Jan Engelhardt wrote:
On Tuesday 2009-04-07 20:16, Jozsef Kadlecsik wrote:
On Tue, 7 Apr 2009, Hugo Miguel Mendes wrote:
What I mean with Full Cone NAT is the following:
[...]
I answered you on Thu, 2 Apr 2009 when you asked the same question on
the netfilter mailing list. The answer hasn't changed since then:
currently there's no way to create full cone NAT.
It might be possible to write a new full cone NAT target by creating
wildcard expectations.
Yeah there is a case where cone nat does not quite work. Assuming there
are the following mappings:
origsrc=192.168.17.2 origdst=80.10.20.30 replsrc=134.98.76.54 repldst=80.10.20.30
origsrc=192.168.17.3 origdst=80.20.30.40 replsrc=134.98.76.54 repldst=80.20.30.40
Then there is no way to ambiguously map incoming IP_CT_NEW connections
for 134.98.76.54 to an origsrc.
You are right when IP-only tests are considered.
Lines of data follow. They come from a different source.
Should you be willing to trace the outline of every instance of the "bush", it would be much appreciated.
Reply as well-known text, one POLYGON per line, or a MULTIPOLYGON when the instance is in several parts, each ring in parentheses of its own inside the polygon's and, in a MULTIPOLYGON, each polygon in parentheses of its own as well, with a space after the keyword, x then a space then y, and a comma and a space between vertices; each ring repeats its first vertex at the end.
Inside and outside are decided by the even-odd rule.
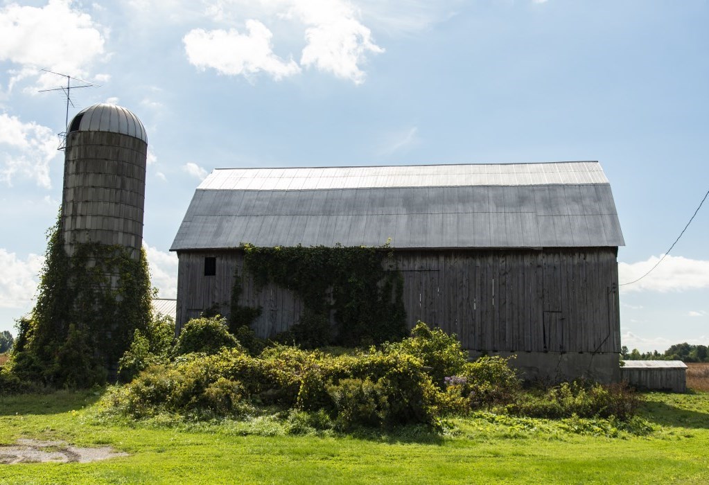
POLYGON ((372 382, 369 378, 343 379, 326 386, 335 404, 335 428, 347 430, 354 425, 380 426, 390 420, 386 379, 372 382))
POLYGON ((140 371, 163 360, 160 356, 150 352, 150 342, 140 330, 136 330, 130 347, 118 360, 118 379, 128 382, 140 371))
POLYGON ((534 418, 632 418, 640 405, 635 392, 625 383, 603 385, 584 381, 564 382, 543 394, 520 395, 507 406, 513 414, 534 418))
POLYGON ((250 355, 258 355, 266 348, 267 343, 265 340, 256 336, 256 333, 250 327, 241 325, 238 327, 232 334, 239 341, 239 343, 246 349, 250 355))
POLYGON ((467 361, 455 335, 449 335, 440 328, 431 329, 419 321, 411 330, 411 336, 401 342, 385 344, 387 353, 404 352, 420 359, 433 382, 440 389, 445 386, 445 379, 459 373, 467 361))
POLYGON ((173 352, 176 355, 193 352, 216 354, 225 347, 242 348, 236 338, 229 333, 226 320, 218 316, 187 322, 173 352))

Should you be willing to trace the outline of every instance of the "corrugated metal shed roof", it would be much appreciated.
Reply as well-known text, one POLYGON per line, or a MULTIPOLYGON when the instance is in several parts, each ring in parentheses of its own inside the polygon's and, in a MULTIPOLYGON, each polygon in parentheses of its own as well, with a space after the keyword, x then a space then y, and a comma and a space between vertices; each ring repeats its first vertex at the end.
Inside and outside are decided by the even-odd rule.
POLYGON ((198 187, 172 250, 623 245, 597 162, 233 169, 198 187))
POLYGON ((624 360, 624 369, 686 369, 681 360, 624 360))
POLYGON ((471 185, 608 184, 598 162, 217 169, 205 190, 325 190, 471 185))

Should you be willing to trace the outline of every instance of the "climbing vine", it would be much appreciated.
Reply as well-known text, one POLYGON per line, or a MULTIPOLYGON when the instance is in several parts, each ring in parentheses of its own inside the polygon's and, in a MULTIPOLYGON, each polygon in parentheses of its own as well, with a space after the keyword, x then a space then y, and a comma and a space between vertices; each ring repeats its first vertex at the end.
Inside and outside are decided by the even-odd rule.
POLYGON ((147 259, 118 245, 89 242, 64 249, 61 213, 47 233, 37 301, 18 328, 22 345, 12 369, 21 378, 52 386, 106 380, 151 318, 147 259))
POLYGON ((274 283, 303 301, 300 320, 280 340, 308 347, 353 347, 406 335, 403 280, 388 246, 245 245, 244 252, 245 268, 257 286, 274 283))

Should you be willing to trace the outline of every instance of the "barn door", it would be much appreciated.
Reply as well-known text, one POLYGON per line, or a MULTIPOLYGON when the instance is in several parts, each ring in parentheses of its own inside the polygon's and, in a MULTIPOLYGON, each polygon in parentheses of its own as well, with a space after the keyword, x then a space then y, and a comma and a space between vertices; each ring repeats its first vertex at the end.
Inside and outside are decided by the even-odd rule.
POLYGON ((547 254, 544 257, 543 320, 540 329, 544 352, 566 351, 564 345, 562 257, 563 255, 559 254, 547 254))

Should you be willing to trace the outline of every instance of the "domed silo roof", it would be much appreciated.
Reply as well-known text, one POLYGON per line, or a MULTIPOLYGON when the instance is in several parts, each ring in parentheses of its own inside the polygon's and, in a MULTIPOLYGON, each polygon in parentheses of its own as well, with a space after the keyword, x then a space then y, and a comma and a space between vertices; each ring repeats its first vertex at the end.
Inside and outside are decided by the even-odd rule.
POLYGON ((72 131, 110 131, 147 143, 145 128, 138 116, 115 104, 99 103, 82 109, 69 123, 68 132, 72 131))

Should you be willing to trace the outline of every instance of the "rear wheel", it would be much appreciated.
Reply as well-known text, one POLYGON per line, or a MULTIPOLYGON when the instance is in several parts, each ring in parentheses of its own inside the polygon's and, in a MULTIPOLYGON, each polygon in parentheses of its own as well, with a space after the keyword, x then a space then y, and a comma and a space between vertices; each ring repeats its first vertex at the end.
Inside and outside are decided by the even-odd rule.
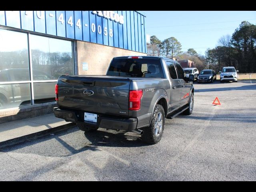
POLYGON ((85 132, 93 132, 94 131, 97 130, 99 128, 98 127, 90 127, 83 124, 77 124, 79 129, 85 132))
POLYGON ((188 108, 186 110, 182 113, 185 115, 189 115, 192 114, 193 112, 193 108, 194 107, 194 94, 191 92, 190 94, 190 97, 189 98, 188 102, 188 108))
POLYGON ((143 129, 144 133, 141 138, 143 141, 150 144, 156 144, 160 141, 164 129, 165 117, 162 106, 156 104, 150 126, 143 129))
The joy of full cone
NAT requires ports to be added to that equation.
The NAT algorithm must be adapted to ensure every outbound
src-ip:src-port combo sent to the Net is completely unique and replies
from any ip to that particular sending port cone back to the unique
internal machine that opened it.
For your case origsrc-ip:origdst-ip:origdst-port tuplets are different.